出典:内閣府「2018年度版 子供・若者白書」

十人十色の「あがり」が必要に

キーポイント

▶2040年、単独世帯数は4割に

▶高年齢層で著しい独居率の上昇

▶仕事と家庭に対する意識にも変化

 
近年、日本人のライフスタイルは多様化していると言われている。そして、今後、その傾向はさらに顕著になると予測される。国立社会保障・人口問題研究所が5年ごとに実施する「日本の世帯数の将来推計」(2018年推計)によると、15年から40年の間に、一般総世帯数に占める「単独」世帯は、34.5%から39.3%、「夫婦のみ」は20.2%から21.1%、「ひとり親と子」世帯は8.9%から9.7%へと上昇。一方でかつて40%以上を占めた「夫婦と子」は、26.9%から23.3%へと低下する。住宅市場の主役であった夫婦と子どもからなる世帯が減少し、それ以外の世帯が増加するというわけだ。こうした統計データを見ても、日本人のライフスタイルが多様化しつつあることが分かる。

十人十色の住宅すごろく

73年、建築学者の上田篤氏が「現代住宅すごろく」を発表。日本が高度経済成長を突き進むなかで、多くの日本人が木造アパートから公団単身アパート、公営住宅、長屋、社宅、公団・公社アパート、分譲マンション、そして「あがり」となる郊外の庭付き一戸建て住宅へと住まいをバージョンアップしていった。いつかは「夢のマイホームを」を合言葉に、同じ方向に向けてまい進していったのだ。上田氏は、07年には新たな住宅すごろくを発表している。「あがり」だと思っていた庭付き一戸建ての先に、「老人介護ホーム」、「親子マンション互助」、「農家・町家回帰」、「外国定住」、「都心の高層マンション」、「自宅生涯現役」という6つの新たな「あがり」を加筆している。つまり、高齢化の進展によって、平均寿命が延びた結果、多様な「あがり」が出現したというわけだ。

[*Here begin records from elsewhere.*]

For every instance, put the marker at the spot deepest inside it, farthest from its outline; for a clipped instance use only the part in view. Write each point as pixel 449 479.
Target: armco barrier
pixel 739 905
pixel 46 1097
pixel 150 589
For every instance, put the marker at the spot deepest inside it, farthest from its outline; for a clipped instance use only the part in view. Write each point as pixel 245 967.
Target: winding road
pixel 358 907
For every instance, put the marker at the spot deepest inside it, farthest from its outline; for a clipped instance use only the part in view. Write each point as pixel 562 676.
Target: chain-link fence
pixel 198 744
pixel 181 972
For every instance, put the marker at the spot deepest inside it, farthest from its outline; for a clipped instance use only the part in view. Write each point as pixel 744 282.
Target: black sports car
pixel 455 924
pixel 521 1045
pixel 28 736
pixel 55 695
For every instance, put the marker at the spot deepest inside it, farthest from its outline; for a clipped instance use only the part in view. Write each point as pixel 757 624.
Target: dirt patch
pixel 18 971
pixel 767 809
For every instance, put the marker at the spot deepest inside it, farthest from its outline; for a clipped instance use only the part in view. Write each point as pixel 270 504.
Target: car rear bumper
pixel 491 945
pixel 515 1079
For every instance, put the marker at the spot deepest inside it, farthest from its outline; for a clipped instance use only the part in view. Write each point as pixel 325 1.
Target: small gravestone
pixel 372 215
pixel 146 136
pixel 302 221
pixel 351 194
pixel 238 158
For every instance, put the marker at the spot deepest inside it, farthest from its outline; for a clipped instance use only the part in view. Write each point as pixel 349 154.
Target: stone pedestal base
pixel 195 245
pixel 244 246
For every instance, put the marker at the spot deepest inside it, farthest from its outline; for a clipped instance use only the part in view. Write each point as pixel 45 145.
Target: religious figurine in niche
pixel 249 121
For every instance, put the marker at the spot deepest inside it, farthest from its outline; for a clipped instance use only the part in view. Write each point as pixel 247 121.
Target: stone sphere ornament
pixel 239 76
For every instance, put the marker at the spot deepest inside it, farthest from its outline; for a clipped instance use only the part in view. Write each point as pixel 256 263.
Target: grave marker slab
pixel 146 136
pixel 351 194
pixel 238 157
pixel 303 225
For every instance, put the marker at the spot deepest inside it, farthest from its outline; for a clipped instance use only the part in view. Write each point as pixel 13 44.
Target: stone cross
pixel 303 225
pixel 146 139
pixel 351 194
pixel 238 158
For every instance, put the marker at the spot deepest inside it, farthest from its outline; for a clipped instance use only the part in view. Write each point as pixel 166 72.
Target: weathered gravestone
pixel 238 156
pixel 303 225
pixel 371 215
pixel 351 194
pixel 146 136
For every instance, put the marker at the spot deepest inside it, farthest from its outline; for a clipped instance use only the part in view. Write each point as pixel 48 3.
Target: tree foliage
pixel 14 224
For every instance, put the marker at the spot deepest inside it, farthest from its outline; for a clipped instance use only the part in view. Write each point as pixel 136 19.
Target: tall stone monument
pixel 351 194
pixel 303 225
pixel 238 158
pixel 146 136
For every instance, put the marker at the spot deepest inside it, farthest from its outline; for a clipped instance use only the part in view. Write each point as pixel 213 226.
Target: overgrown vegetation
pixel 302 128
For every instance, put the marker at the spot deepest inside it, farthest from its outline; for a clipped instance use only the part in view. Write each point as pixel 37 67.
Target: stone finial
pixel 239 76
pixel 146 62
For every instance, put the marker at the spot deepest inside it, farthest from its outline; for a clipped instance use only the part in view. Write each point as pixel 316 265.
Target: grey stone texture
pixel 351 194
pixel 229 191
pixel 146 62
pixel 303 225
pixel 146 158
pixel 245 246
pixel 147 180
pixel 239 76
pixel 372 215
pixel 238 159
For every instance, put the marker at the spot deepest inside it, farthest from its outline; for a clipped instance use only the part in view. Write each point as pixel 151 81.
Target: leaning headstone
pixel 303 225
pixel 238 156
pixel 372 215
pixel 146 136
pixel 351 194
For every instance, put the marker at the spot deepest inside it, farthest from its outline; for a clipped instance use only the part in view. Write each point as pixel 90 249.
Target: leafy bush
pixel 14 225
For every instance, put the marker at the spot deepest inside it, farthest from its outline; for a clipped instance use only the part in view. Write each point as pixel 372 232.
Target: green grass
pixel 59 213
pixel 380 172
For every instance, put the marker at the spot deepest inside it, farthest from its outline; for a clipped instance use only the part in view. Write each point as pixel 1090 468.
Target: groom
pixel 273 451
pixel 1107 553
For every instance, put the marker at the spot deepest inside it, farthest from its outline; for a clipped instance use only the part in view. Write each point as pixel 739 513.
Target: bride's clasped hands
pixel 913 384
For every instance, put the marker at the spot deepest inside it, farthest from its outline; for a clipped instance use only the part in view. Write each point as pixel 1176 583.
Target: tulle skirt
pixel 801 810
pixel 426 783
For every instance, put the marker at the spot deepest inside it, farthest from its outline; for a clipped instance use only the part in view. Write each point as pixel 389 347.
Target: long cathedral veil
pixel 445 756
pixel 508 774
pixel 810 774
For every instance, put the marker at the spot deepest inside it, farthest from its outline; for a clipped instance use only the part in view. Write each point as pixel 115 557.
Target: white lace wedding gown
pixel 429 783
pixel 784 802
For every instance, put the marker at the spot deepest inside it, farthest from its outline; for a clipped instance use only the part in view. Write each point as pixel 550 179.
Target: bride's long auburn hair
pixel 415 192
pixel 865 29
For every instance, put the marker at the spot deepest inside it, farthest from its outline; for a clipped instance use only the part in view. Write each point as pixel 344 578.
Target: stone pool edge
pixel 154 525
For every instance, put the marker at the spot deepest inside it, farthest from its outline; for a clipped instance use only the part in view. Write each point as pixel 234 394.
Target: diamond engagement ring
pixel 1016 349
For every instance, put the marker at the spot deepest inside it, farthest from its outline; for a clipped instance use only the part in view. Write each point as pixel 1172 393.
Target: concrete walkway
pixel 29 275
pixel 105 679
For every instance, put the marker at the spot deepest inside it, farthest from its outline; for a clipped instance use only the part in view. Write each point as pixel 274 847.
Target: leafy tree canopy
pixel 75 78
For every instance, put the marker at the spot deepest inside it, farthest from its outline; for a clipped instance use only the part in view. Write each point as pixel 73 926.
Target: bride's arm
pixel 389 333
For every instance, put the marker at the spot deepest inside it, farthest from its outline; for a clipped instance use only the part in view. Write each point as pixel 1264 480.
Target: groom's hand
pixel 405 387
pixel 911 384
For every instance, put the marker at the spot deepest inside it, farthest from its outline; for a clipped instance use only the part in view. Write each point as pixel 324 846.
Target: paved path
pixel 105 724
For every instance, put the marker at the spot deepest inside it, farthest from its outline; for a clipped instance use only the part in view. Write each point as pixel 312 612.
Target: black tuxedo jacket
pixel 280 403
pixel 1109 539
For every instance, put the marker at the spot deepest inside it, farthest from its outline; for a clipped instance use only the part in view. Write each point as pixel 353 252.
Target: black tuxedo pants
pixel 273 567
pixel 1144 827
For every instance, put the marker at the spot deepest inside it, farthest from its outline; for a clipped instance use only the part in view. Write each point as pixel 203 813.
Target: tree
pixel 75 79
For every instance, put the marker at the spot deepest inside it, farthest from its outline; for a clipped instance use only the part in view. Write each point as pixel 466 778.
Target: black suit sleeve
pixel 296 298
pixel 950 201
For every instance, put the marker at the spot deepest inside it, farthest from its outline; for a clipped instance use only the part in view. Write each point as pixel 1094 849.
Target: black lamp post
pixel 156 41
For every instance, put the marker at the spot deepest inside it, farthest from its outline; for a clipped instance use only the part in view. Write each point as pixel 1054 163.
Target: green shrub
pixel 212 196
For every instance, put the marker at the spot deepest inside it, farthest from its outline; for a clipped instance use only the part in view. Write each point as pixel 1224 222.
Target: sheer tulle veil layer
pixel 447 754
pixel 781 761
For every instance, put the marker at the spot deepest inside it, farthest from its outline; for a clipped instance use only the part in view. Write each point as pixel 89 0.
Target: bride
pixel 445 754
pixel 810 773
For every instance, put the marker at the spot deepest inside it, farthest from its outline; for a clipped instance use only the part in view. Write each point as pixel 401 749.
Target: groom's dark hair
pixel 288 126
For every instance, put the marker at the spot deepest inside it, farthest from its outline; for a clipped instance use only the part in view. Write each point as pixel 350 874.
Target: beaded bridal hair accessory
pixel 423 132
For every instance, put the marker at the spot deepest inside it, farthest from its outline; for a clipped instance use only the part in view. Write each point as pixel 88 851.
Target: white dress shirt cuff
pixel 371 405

世帯構成やライフスタイルなどが多様化するなかで、十人十色の「あがり」が具体化していき、ある意味では住宅すごろくそのものが消滅してしまう可能性さえある。それだけに、世帯構造や年齢層に応じた多種多様な住まいの選択肢が求められている。

これからどうなる?
住宅業界が先頭に立ち、仕事と家庭が両立しやすい環境整備へ

ライフスタイルが多様化する中で個人の希望や事情により様々な働き方が受け入れられる環境が求められそうだ。「2018年度版 子供・若者白書」では、2017年度に内閣府が就労等に関する若者の意識を調査した「子供・若者の意識に関する調査」の結果をもとに、若者が働くことをどう捉え、職業選択でどのような事がらを重視しているのかなどについて過去の結果とも比較しながら分析している。仕事と家庭・プライベート(私生活)のどちらを優先するか聞いたところ、「仕事よりも家庭・プライベートを優先する」と回答した人は63.7%であり、6年前の調査時の52.9%よりも10ポイント程度増えた。仕事と家庭が両立しやすい環境整備に向け、これまで以上に住宅業界からの提案が求められていきそうだ。